You Can’t Exist for Zero Seconds

Now, a criticism one could bring up against the point I’m trying to make is that the issues surrounding end-of-life care and postmortem remains are different than abortion because a fetus that is not-yet-a-person is a ‘potential life’ instead of one that has been actualized and run its course. But this, ultimately, is a manipulative and emotional argument. Primarily, it is a bad argument because one cannot know that a ‘potential life’ will ever be realized at all. More to the point, it doesn’t make sense to say that someone who has not begun to exist ‘has rights’ because someone who does not exist, by definition, has nothing.

If one agrees, as the facts demand, that there is a point in the construction of a body at which consciousness becomes possible, then before that point one can’t say that a body is a person because it is impossible for that body to have a consciousness. This has everything to do with what we mean when we say something exists. When we say something exists, we mean that it is manifest and observable in the universe. Up until a few years ago my house did not exist. It currently exists. At some point in the future it will cease to exist. The same is true of people.

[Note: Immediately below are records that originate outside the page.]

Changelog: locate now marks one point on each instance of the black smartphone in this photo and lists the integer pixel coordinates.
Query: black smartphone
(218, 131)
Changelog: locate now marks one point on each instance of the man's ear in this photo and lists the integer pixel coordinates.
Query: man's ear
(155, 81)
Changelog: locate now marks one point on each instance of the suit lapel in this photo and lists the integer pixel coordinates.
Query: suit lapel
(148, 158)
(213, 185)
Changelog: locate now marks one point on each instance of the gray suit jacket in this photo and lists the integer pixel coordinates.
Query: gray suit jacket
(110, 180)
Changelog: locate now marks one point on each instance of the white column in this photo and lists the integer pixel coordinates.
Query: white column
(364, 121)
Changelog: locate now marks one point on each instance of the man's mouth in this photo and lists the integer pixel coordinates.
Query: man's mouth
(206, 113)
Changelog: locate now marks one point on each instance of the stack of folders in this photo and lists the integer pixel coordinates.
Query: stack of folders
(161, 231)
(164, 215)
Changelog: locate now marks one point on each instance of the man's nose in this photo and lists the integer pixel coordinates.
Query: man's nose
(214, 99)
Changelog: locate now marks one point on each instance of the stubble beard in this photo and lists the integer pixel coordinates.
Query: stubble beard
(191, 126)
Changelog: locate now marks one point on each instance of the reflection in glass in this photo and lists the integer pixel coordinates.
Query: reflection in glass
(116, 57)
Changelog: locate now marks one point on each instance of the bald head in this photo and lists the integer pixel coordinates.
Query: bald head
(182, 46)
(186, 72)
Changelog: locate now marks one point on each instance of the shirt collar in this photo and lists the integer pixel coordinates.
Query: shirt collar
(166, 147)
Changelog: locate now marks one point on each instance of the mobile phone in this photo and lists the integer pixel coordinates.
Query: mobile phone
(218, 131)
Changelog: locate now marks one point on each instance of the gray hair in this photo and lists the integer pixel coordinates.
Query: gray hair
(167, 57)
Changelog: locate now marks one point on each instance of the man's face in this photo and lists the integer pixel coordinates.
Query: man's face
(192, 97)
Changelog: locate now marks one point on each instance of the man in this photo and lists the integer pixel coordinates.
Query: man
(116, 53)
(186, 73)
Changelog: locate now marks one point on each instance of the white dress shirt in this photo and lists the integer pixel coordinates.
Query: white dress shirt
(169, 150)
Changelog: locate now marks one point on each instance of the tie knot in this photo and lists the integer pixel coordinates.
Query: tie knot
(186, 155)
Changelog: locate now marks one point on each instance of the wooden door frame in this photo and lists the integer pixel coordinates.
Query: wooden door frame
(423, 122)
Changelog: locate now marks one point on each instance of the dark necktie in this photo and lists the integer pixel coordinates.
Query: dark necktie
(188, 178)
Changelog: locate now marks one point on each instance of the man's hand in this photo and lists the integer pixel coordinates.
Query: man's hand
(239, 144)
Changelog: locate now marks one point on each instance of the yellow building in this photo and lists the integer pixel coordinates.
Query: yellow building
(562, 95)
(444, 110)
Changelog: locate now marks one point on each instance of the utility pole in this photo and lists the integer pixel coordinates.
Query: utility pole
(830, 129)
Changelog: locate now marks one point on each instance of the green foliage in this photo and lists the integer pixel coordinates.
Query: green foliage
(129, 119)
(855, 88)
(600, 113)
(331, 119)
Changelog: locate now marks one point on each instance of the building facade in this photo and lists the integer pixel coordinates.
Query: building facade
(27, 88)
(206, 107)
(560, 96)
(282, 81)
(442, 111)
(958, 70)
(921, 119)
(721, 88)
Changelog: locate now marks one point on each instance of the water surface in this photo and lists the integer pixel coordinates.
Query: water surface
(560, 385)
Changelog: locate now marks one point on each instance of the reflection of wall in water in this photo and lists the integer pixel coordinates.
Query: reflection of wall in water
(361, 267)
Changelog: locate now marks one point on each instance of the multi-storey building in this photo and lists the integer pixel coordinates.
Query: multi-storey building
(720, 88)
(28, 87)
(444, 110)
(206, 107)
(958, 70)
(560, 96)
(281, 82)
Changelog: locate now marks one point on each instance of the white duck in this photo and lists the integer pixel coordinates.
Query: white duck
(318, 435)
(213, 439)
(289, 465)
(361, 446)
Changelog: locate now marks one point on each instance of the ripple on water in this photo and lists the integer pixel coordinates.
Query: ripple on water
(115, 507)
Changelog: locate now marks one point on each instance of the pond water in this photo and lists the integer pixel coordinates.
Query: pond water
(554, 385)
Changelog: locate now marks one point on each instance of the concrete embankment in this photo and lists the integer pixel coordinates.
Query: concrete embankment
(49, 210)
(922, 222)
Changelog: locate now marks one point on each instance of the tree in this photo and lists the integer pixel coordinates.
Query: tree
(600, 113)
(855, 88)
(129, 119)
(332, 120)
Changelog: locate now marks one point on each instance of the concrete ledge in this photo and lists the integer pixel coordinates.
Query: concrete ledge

The spiritual or supernatural argument is that, even prior to a body being capable of supporting it, some sort of consciousness exists independent of space and time that can claim ownership of that body’s parts. This is a nonsensical thing to say because manifesting in space and time is how we define what exists. In order for us to say a thing is (or was) it must be (or have been). Anything outside of space and time does not exist because that’s what existence means.

Think about it for a minute: what does it mean to say that something is outside of space and time? Suppose I were to tell you that I believe you are the owner of an Isengardian villa in Middle Earth. I then claim that Middle Earth ‘exists’ in an as yet undiscovered 6th dimension within the boundaries of the United States. You would (quite rightly) call me mad if I then began petitioning the government to insist you pay property taxes on that villa. Isengard is imagined; it does not exist.

This is the same as a ‘potential life’ or ‘potential consciousness’. They have not yet begun to exist; so they do not exist.

Now, one can claim that there is some as yet undiscovered realm of existence that is beyond our ability to detect in which all the consciousnesses that ever were or will be don’t interact with the known universe. One can personally believe that is the case as a matter of faith. One can believe, if they wish, that such consciousnesses have exclusive ownership claims to a particular body for a particular length of time as part of some sort of cosmic time-share arrangement according to the will of some celestial property manager and the terms of that ownership agreement begin at conception. But just claiming you believe that is insufficient as a justification for government policy, and without any proof it is antithetical to the liberty of others to impose the implications of that belief on someone else who quite reasonably disagrees and definitely does exist.

So, Is Abortion Moral or Immoral?

That depends on what you believe, which is the entire point. If you believe that souls exist, and that some ineffable mechanism links souls to embryos at the moment of conception, then it makes sense that you might chose not to get one. However, since that is a belief, taken on faith with no actual proof, it is certainly immoral to expect a secular government to compel or coerce someone who does not believe that to act as if it is true. It is, I think, immoral for a secular government to legislate based on a religious opinion instead of the verifiable consensus facts.

As a parting thought, consider the opposite. Is it immoral for the government to mandate abortion? Yes, of course it is. That isn’t the government’s job either. But not because abortion is immoral, as anti-abortion activists attempt to assert. It is immoral for the same reason making abortion illegal is immoral. It would equally infringe on the autonomy of the pregnant to decide what to do with their own bodies.

So, those are my thoughts on the subject. There’s a very real chance this comment section might get a little unruly. Play nice people.